なお、掲載にあたっては、適宜編集を加えています。

(不定期更新)

古代ローマでは「よき法律家はよき隣人」(ただし、弁護人は法律家の部類にはいれてもらえなかった)であったから、日本の未来にも希望は持てると思っているが、それには法曹(法律家)のありかたについて抜本的な改革や方向転換が前提となるので、やはり道は遠い。当分のあいだ「悪しき隣人」たちによって法の世界は運営されていくのだろうか?

他方で、「隣人」というのを「日ごろつきあう人」ではなく、「社会人一般」におきかえるとどうなるか? 明治以来の日本人の一般的な観念では、別に「よき法律家」ではなくても、法律家というものは「よき社会人」とうけとられていた。これはわれわれ法律家の誇りとすべき点である。相当な規模で行なわれたアンケート調査では、弁護士、裁判官、検察官の三者について、「かなり頭がよく、鋭く、信頼でき、清潔であり、正義の味方なのだ」という国民の評判が数字で現われている。しかし、この10年の間、そういった司法への信頼を裏切る行為が続出した。ロッキード疑獄がらみのニセ電話事件および宮本身分帳事件で大いに話題となった鬼頭判事補、自身の担当する窃盗事件の女性被告とねんごろになった脱線安川簡裁判事、ワイロと見られてもしかたのない物品をうけとった谷合判事補、創価学会の元顧問弁護士でありながら、学会に対して恐喝を行なったとして起訴されている(判決はまだであるので、これは「事実」かどうかわからないが)山崎弁護士、独身と偽って結婚相談所を舞台としてご活躍の検察官、よからぬ所業に走る法律家の卵の司法修習生、万引の疑いで補導された判事、などなど、よろしくない法律家たちが続々マスコミをにぎわしたことはまだ記憶に新しいことであろう。これらは人数が多くてやや苦しいが、同業者の1人としては、いずれも例外的な現象と思いたいものである。

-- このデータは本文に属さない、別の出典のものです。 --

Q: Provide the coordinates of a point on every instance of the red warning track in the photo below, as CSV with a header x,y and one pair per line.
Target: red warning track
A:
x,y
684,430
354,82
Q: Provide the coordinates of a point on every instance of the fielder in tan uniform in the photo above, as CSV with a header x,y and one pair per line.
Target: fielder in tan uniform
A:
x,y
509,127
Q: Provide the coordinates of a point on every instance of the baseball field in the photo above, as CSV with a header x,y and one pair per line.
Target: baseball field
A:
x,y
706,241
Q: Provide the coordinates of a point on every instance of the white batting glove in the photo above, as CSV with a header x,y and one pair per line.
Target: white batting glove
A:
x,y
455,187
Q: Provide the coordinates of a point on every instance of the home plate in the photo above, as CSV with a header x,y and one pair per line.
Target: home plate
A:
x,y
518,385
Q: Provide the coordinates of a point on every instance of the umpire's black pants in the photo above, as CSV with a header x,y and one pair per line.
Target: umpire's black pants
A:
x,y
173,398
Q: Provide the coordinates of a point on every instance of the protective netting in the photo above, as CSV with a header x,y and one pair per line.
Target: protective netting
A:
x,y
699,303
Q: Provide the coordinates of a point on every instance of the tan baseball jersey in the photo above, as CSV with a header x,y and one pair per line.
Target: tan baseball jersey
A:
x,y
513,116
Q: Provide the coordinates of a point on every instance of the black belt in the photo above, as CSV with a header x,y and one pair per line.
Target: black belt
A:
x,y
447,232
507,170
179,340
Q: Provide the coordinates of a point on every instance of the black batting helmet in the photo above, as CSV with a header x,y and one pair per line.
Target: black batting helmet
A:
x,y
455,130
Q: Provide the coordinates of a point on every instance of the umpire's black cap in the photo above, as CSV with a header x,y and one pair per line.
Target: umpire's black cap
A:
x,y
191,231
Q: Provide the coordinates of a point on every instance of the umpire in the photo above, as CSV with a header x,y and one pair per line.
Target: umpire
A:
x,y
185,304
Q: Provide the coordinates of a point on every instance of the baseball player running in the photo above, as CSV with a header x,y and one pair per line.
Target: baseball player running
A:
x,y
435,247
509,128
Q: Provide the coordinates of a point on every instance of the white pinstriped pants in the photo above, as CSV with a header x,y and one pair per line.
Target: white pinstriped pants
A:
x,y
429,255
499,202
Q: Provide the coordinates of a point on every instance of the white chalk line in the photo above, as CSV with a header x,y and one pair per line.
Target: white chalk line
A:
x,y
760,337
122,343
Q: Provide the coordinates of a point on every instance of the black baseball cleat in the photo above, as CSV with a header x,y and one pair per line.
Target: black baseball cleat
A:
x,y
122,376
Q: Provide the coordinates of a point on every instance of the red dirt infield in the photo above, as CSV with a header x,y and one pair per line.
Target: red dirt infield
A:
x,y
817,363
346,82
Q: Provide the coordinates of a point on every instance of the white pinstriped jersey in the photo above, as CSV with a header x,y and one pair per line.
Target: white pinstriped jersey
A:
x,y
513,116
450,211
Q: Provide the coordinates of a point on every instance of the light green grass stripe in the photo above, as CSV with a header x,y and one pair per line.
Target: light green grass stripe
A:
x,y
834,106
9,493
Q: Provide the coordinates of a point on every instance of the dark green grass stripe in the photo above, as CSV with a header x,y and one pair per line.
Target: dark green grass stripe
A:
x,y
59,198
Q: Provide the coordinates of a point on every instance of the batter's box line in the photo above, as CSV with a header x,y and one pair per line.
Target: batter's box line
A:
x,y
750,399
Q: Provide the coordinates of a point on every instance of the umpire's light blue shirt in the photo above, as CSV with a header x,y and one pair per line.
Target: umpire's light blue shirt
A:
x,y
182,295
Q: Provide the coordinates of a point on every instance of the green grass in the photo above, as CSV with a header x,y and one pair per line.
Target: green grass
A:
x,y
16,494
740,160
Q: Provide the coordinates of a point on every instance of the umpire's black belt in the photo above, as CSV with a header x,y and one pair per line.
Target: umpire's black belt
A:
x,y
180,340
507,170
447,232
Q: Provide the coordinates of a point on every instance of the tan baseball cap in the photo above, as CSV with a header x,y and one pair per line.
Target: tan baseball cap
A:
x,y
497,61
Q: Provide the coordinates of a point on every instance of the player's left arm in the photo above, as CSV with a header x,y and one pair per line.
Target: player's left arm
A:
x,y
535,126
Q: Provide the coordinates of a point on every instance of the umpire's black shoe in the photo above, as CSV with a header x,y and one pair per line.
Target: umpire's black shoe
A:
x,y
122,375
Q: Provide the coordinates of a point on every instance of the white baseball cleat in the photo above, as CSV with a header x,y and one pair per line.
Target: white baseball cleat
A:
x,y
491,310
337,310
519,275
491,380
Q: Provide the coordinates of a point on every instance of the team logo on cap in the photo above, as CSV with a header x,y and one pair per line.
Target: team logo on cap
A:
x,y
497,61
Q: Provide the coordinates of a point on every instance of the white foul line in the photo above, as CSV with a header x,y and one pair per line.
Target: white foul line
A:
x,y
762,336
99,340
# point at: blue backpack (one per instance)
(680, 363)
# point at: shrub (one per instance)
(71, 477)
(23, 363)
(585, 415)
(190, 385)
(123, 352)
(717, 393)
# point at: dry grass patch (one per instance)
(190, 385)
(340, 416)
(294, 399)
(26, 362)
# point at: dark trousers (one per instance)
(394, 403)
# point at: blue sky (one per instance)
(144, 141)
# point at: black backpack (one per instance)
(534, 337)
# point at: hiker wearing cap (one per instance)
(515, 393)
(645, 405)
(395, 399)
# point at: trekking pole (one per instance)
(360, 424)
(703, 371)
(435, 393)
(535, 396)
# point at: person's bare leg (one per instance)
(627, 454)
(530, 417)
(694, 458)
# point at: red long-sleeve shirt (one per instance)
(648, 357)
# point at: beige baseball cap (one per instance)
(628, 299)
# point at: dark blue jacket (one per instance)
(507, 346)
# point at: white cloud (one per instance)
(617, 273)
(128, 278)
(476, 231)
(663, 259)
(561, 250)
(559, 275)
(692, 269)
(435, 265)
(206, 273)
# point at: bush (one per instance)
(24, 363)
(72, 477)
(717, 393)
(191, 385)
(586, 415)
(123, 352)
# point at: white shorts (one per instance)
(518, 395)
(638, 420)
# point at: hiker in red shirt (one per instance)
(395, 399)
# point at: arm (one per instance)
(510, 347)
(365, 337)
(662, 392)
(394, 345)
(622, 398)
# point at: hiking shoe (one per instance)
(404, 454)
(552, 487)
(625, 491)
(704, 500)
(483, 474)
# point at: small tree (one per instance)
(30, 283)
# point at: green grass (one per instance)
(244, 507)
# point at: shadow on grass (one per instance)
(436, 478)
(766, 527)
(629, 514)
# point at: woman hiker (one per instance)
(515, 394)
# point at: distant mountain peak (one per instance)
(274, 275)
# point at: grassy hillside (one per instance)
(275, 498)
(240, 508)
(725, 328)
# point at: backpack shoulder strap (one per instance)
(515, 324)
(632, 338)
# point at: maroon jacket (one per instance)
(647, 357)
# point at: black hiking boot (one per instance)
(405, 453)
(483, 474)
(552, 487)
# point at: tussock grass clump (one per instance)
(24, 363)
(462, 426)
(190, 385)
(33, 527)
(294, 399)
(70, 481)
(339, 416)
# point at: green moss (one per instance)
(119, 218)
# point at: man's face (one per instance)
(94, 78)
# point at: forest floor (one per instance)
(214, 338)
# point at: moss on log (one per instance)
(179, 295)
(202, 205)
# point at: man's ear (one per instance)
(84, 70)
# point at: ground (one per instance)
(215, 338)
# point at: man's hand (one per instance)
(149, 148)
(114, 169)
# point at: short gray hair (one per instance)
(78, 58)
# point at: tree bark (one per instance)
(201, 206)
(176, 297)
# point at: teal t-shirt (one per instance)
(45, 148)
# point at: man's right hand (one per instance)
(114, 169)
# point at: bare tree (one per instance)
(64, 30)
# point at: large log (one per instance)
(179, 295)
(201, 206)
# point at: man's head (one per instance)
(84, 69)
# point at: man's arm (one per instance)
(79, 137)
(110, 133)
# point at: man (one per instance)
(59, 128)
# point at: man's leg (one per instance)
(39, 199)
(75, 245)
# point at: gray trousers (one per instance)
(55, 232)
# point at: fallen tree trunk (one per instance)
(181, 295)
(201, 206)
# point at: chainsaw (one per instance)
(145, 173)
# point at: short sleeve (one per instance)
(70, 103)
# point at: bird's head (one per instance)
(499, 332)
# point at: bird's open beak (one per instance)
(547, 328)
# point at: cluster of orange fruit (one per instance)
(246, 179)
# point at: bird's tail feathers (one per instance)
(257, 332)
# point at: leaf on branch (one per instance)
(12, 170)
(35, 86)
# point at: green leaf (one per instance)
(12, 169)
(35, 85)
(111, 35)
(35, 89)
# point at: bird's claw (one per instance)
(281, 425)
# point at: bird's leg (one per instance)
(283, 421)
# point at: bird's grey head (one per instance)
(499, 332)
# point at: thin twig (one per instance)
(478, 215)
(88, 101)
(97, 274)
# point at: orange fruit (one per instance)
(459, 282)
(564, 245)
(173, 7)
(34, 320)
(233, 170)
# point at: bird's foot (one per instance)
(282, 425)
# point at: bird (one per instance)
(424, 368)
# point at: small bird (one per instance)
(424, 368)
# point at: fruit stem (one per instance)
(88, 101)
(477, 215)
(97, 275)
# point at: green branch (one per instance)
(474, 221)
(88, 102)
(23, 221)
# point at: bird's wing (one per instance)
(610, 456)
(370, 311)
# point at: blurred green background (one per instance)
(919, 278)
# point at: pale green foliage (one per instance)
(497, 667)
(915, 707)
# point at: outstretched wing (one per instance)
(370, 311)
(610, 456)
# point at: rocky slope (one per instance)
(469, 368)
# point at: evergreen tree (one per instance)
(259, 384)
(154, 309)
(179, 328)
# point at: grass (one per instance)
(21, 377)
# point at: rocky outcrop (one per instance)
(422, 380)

最後に、どうして法律家は世間から隣人としては冷たい眼で見られるのかを分析してみたい。他人の子供を善意であずかり目を放したスキに水死させてしまった人が訴えられた、いわゆる隣人訴訟のたとえようもない悲劇的結果が示すように、普通の人々がときに法を用いて社会的な営みを行なう際には、彼らは、通常人としても、十分に世間の反法律家的空気を心得えておく必要があろう。法律を学ぶ諸君ならなおさらのことである。筆者の2回の外国経験だけからでは、欧米の法律家像と日本のそれとにどういう違いがあるのか今のところよくわからないが、どうやら日本古来の独得の事情もこれに作用しているようにみうけられる。法律家という人種は、とかくリクツっぽくて頭が固く、杓子定規に物事を考えすぎ、意外にも感情的で、高慢で、先入観にとらわれやすく、冷たく、人情というものを解さず、常識というものを見下し、視野の狭いつきあいにくい方々だというのが世間のもっぱらの評判なのではないだろうか。法律家の側にも謙虚な反省が必要なことは言うまでもないが、どうやら、この悪評は、古今東西を問わず、われわれの天職の宿命みたいなところがあり、未来社会では別論として、われわれの立場を世間様に完全にご理解ねがうことは不可能かもしれない。そもそも、理想的な社会では法律などのような面倒なものは必要がなく、道徳とか慣行とか信義とか公共心とか社会性で足りるわけだから、法律はしょせん社会的な必要悪なのであるとの考えも十分成り立つ。日本の世間は、いざというときには法の助けをかりるくせに、何事も起こらない平和なとき、あるいはさざ波程度のモメ事のあいだには、法律はもちろんのこと、法律家も避けようとする。日本はそれでかなりうまくいっているほうだから、むしろすばらしい国と言うべきか。日本の法律家が容易なことで隣人「市民権」を与えられないのは、日本固有のものの考え方が思ったよりタフであるせいとも思われ、法のいわゆる「近代化」が一定のレベルまでくるとくいとめられてしまっているのも納得できる。